VMware’s Antrea Brings Programmable Networks to Kubernetes
VMware’s Project Antrea has recently reached two milestones with the release of version 1.0 and its becoming a Cloud Native Computing Foundation Sandbox project as the CNCF and its engagement with the open source community continue to bear fruit.
After the day’s events at KubeCon + CloudNativeCon Europe on May 5, VMware staff engineers Antonin Bas and Jianjun Shen, discussed what is new about the Kubernetes networking and security tool Antrea and showed some of its features during a demo during the “Project Antrea and KubeCon EU Recap: A Look into the Project’s Maintainers with VMware” livestream. The New Stack founder and publisher Alex Williams and editorial and marketing director Libby Clark hosted the livestream.
Antrea’s 1.0 release and its becoming a Sandbox project serve as a “testimony to all of our partners in the last 18 months,” Bas said. “I think that really marks our desire and shows our commitment to the project, and we are confident that the project is now stable enough for production use.”
Maintaining a close relationship with the open source community has also been important, Shen said, in order to help attract “community support and more users and developers.”

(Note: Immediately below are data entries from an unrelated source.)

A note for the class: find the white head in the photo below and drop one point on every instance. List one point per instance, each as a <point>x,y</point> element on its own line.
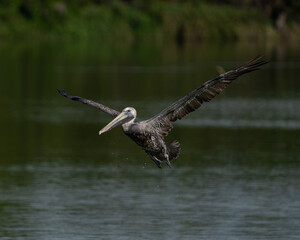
<point>127,115</point>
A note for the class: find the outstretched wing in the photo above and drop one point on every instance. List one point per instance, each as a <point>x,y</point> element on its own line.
<point>91,103</point>
<point>204,93</point>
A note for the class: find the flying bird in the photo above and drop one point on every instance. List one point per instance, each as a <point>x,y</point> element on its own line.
<point>149,134</point>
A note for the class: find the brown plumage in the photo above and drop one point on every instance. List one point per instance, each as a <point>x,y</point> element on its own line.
<point>149,134</point>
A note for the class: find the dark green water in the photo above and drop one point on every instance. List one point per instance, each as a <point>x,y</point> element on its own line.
<point>237,176</point>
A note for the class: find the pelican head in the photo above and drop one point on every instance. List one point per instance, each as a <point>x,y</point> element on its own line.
<point>127,115</point>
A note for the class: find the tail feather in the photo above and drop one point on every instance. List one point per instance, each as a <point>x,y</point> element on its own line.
<point>174,149</point>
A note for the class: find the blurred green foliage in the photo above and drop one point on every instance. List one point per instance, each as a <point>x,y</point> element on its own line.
<point>130,20</point>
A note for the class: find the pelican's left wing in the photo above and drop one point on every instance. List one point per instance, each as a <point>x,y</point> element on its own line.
<point>203,93</point>
<point>91,103</point>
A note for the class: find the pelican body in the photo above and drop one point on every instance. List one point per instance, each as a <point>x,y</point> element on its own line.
<point>149,134</point>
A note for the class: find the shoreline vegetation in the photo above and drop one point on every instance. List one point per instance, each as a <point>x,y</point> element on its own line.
<point>179,22</point>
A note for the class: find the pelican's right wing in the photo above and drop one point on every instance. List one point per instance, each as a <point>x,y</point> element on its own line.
<point>91,103</point>
<point>204,93</point>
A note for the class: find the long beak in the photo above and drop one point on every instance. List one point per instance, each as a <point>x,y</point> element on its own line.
<point>120,119</point>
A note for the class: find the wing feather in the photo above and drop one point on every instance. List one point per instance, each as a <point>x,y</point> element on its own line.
<point>204,93</point>
<point>91,103</point>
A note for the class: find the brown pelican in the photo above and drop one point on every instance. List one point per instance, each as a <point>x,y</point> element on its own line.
<point>149,134</point>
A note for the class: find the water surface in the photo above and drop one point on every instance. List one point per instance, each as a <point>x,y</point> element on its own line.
<point>237,176</point>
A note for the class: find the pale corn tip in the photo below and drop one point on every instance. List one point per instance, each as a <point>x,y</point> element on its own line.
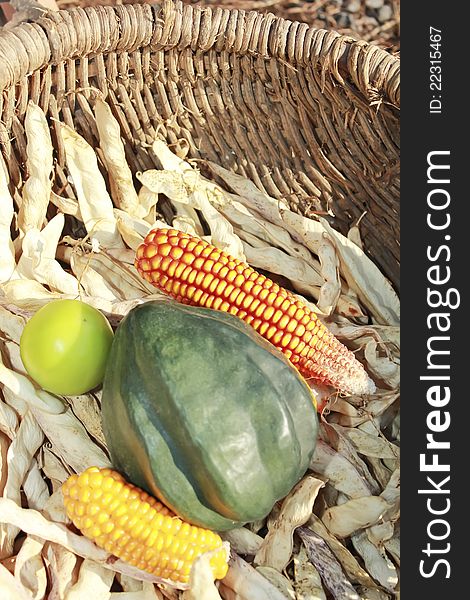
<point>134,526</point>
<point>194,272</point>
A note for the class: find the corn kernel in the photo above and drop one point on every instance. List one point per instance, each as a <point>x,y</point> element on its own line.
<point>214,279</point>
<point>141,531</point>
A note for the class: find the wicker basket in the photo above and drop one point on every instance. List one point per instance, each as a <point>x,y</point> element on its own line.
<point>308,115</point>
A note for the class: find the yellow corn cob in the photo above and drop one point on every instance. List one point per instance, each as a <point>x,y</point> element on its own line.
<point>127,522</point>
<point>195,272</point>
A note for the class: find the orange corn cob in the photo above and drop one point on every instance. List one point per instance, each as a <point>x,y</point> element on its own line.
<point>194,272</point>
<point>127,522</point>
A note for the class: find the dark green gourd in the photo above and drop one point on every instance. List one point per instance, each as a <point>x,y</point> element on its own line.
<point>202,412</point>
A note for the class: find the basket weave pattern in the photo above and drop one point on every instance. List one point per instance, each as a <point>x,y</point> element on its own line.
<point>310,116</point>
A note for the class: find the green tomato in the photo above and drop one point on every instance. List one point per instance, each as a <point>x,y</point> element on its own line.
<point>65,345</point>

The idea is also to “increase synergy with the other CNCF projects” Bas said. “I think it’s important for CNCF projects to maintain that synergy and a great way for users to have a centralized place where they can [better navigate] the Kubernetes and cloud native landscape,” Bas explained.
The software, released in November 2019, serves as a Container Network Interface (CNI) and Kubernetes NetworkPolicy for any Kubernetes cluster, regardless of its source. Built on Open vSwitch (OVS), the original project team realized before its release that there was not a CNCF project for a CNI plugin.
“Things have changed since then, but at the time, we really wanted to put Antrea out there as a CNI plugin to become a CNCF Sandbox project. That’s what kick started that,” Bas said.
The programmability of the OVS has been conducive for implementing networking and other features, Bas said. It also facilitates “troubleshooting covering “everything from basic Layer 3 connectivity to Layer 4 load balancing,” Bas said.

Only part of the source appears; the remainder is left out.